EUA destroem cinco petroleiros iranianos no Golfo de Omã após ataques do Irã

Os Estados Unidos destruíram cinco petroleiros iranianos no Golfo de Omã, no Oriente Médio. A ação, divulgada pela Central de Comando dos EUA (Centcom) nesta terça-feira, 8, foi uma retaliação a ataques do Irã contra um navio de guerra norte-americano.

Segundo a Centcom, a Guarda Revolucionária Islâmica (IRGC) atacou a embarcação dos EUA duas vezes nos últimos dias. Apesar das ofensivas, o navio deixou a área de risco sem danos e nenhum americano ficou ferido. Antes dos ataques, os EUA ordenaram que as tripulações abandonassem os navios.

Os petroleiros destruídos foram M/T Kaviz, M/T Charminar, M/T Horizon 1, M/T Riesco e M/T Derya. A Centcom afirmou que o Irã os utiliza como parte de uma rede paralela multimilionária que financia a Guarda Revolucionária e seus aliados regionais, e que o país não possui meios para defender essas embarcações.

No dia 5 de setembro, a Centcom já havia respondido a outras agressões iranianas.
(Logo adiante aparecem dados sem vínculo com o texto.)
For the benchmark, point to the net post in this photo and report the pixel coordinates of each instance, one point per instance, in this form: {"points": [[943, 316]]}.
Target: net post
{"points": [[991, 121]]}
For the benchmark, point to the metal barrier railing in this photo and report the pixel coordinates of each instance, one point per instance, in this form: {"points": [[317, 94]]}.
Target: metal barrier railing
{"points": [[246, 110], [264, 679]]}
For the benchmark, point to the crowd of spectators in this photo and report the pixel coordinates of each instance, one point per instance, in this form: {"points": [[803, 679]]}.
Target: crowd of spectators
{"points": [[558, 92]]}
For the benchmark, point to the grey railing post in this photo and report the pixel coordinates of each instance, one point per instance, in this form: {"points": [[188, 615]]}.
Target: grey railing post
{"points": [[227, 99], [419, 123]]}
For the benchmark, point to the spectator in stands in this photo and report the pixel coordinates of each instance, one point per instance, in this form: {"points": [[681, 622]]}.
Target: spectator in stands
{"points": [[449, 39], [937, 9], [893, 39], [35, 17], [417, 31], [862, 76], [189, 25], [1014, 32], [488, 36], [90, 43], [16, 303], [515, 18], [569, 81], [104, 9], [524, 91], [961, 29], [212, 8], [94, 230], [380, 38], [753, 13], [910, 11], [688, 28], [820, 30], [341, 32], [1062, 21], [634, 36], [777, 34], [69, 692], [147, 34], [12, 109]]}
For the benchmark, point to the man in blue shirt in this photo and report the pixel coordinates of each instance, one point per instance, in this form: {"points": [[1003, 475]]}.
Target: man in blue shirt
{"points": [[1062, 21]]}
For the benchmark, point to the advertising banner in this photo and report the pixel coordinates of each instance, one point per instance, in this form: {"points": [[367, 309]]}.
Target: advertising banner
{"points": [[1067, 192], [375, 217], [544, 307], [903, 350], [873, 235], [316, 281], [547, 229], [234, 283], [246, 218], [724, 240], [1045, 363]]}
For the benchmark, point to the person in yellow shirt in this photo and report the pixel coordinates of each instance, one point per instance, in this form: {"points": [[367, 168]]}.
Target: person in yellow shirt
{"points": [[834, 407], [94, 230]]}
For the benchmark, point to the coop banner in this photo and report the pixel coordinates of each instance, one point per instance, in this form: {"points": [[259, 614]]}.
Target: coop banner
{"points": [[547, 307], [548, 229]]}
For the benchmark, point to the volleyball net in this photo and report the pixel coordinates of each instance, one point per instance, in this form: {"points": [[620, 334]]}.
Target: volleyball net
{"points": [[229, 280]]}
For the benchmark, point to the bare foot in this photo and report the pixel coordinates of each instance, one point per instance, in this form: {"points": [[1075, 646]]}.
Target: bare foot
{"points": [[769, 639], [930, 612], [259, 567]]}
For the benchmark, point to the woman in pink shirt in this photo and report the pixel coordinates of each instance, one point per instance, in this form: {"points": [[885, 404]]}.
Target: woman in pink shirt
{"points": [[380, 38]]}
Na ocasião, os EUA destruíram três petroleiros após a IRGC atacar um porta-aviões e um destróier americanos. A Central de Comando dos EUA afirmou que todas as ofensivas iranianas falharam.
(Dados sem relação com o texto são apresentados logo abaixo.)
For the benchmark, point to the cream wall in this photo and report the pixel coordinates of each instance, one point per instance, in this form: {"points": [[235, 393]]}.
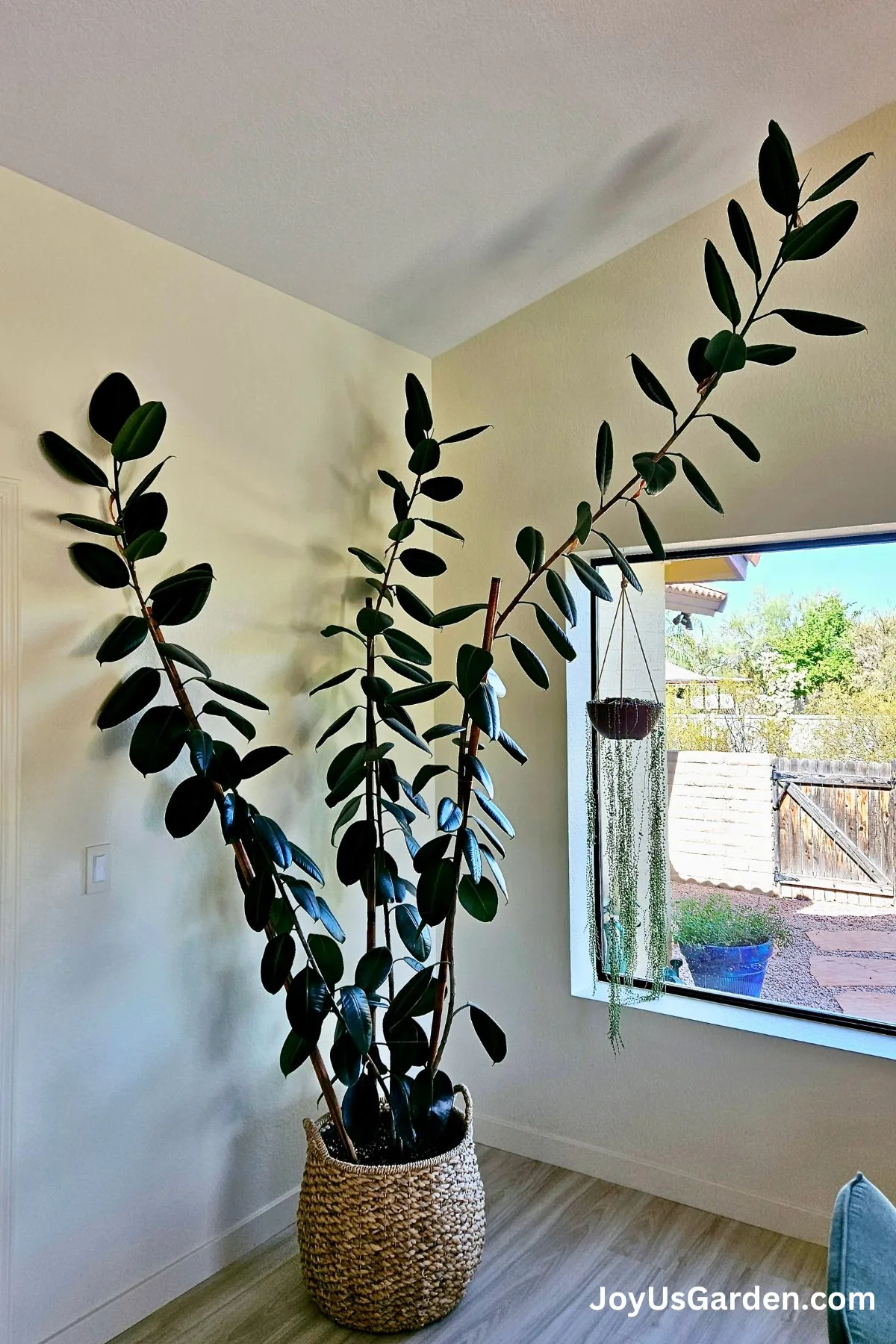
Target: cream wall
{"points": [[153, 1132], [741, 1124]]}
O conflito entre Estados Unidos e Irã está perto de completar sete meses. A guerra começou em 28 de fevereiro de 2026, com a Operação Fúria Épica, ordenada pelo presidente Donald Trump, contra bases militares iranianas, com o objetivo de enfraquecer o programa nuclear do Irã. Em resposta, o Irã fechou o Estreito de Ormuz, principal corredor mundial do petróleo, e desde então os dois lados disputam o controle da região. O barril do petróleo está em US$ 101.

Principais informações

  • EUA destruíram cinco petroleiros iranianos no Golfo de Omã na terça-feira, 8.
  • Ação foi retaliação a ataques da IRGC contra navio de guerra americano.
  • Embarcação dos EUA saiu ilesa e não houve feridos.
  • Centcom já havia destruído três petroleiros iranianos em 5 de setembro.
  • Conflito entre os dois países se aproxima do sétimo mês.